ABSTRACT

The interrelationship between sport and nation is currently so pervasive and widespread that most people do not question it. The modern Olympic Games only reinforce this supposedly ‘natural’ connection between national identity and sport. Indeed, it is widely seen as ‘common sense’ that each nation has a national sport, a game that embodies the qualities and characteristics of a group of people, not only in the specific game played but also in the style in which it is played. The most popular team sports in the world, association football, baseball, rugby union, cricket and basketball, reflect cultural histories as well as supposedly unique national characteristics. In football, the standard cliché about the Brazilian national team is that it plays with ‘flair’, an individual artistry that eschews teamwork. In contrast, the clichéd view of the Germans is that they are a ‘well-oiled machine’ in which the team often exceeds the sum of the individual skills of its members. These qualities are remnants of colonial discourses that legitimated the domination of non-European peoples.

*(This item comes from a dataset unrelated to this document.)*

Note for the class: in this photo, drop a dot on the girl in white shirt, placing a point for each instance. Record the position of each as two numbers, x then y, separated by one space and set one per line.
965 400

However, while sporting practices served to legitimate colonial rule, they also provided an arena for colonized peoples to challenge colonial hierarchies. Many sports scholars equate the formation of national sports to these colonial struggles, demonstrating a convenient one-to-one correlation between the political colonial relationship and the emergence of national sports in formerly colonized lands. [1] While evident in several instances, such an argument effectively imposes a form of cultural determinism in which the only logical choice for colonized peoples is to adopt the sport of their dominators. This is a position that Latin American sports scholars roundly reject even as they acknowledge the historical connections. [2] The presumed supremacy of colonial influences on the social importance of any given sport can hardly be universal and indeed, in this piece I concur with those who argue that each nation’s sporting culture is determined by its own unique historical trajectory. Consequently, the ideological assumptions of inevitable modernization and the discounting of colonized peoples’ abilities to affect their own histories are rejected. To contravene such assumptions, I will demonstrate how the evolution of Cuban identity and the use Cubans made of baseball in the late nineteenth century merged to create what is now the Cuban national sport.